The bottom line is that some types of discrimination against patients are legally permitted and others aren’t.  Moreover, the answer – particularly with regard to some of the newer categories beyond race and religion – might depend on what state you’re in.  In some of the more progressive states, and potentially even under the ADA, discrimination based on weight might in fact be impermissible, that is if obesity is considered a disability or a medical condition (which it very plausibly could be, depending on severity).  On the other hand, discrimination based on failure to vaccinate would seemingly run up against no statutory prohibition, assuming the patient’s decision to avoid vaccinations was not rooted in religious belief.  Similarly, rejecting a patient for his political views, inability to pay, refusal to abide by medical advice, decision to smoke (or play contact sports?), or other characteristics not protected by law would fall completely within the realm of physician discretion.  Note, however, that once the doctor-patient relationship has been established, a doctor who would choose to end that relationship must worry not only about anti-discrimination laws, but also his or her obligation not to abandon the patient.

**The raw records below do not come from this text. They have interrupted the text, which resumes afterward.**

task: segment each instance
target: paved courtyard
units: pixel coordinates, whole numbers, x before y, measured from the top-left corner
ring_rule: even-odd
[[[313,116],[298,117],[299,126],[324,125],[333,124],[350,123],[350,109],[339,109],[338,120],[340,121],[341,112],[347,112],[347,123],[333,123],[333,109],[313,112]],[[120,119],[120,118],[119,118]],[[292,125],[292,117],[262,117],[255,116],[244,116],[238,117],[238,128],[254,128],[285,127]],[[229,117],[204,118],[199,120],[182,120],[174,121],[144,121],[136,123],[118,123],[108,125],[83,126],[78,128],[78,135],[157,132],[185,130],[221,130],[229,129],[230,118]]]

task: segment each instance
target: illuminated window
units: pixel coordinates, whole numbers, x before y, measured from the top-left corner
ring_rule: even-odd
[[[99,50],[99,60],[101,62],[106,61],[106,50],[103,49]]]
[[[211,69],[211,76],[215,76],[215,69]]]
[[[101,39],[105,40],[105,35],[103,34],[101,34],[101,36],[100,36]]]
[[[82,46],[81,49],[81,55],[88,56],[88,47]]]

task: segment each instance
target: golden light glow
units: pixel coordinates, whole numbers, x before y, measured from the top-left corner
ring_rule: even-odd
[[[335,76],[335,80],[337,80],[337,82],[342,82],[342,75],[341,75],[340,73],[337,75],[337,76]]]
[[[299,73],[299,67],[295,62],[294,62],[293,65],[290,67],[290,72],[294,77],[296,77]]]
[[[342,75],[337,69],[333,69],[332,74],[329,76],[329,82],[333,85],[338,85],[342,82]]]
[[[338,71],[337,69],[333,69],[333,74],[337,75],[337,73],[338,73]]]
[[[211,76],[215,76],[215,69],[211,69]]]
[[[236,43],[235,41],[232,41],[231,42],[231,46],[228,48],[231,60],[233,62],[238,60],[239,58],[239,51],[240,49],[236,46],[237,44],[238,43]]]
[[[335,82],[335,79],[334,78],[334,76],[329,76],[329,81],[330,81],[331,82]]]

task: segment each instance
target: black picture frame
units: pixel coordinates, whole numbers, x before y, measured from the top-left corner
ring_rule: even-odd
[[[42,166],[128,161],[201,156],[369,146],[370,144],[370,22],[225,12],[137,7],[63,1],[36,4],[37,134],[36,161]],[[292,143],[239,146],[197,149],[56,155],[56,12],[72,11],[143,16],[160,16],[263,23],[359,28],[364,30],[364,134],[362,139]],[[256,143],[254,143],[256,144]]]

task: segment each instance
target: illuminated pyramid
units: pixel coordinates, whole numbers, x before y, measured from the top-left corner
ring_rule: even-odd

Finally, I just want to point out that although there has been lots of discussion as to whether newsworthy physician refusals will result in a slippery slope of increasing discrimination against patients, I think those fears are largely unfounded.  There are substantial legal protections in place, which are only becoming more comprehensive, not to mention a strong professional ethic driving doctors and other health care professionals to help those in need regardless of whether or not they like them or agree with their choices.

What do you think?

(NB: For the AMA’s stance on discrimination against potential patients, click here.)


4 thoughts on “Discrimination in the Doctor-Patient Relationship

  1. A related problem arises when patients leave a hospital against medical advice. Sometimes the hospital physicians will refuse to provide orders for medically necessary follow-up care at home. This means that a patient leaves the hospital with no prescriptions for medications and no home health care or followup care ordered. The doctors justify this by saying they are trying to protect the patient by discouraging the patient from leaving the hospital. I think that people have the right to refuse medical treatment (especially if they can’t afford it), and the hospital doctors should still order whatever post-hospital care is necessary.

  2. Thanks, that’s really interesting – and analogous, I suppose, to refusing patients who smoke until they stop smoking (i.e., to incentivize them to do something the doctor sees as in their best interest). As Nir pointed out in his post below, that sort of discrimination really has perverse effects when the incentives don’t work and the patients are left without care they need.

  3. I understand what you’re saying but that would work in an ideal world. Humans unfortunately are prejudiced and biased and they do a lot of things based on moral principles. Say a Oklahoma doctor for example can refuse many people based on a whole lot of things because the laws permit them to then what do you propose should happen there?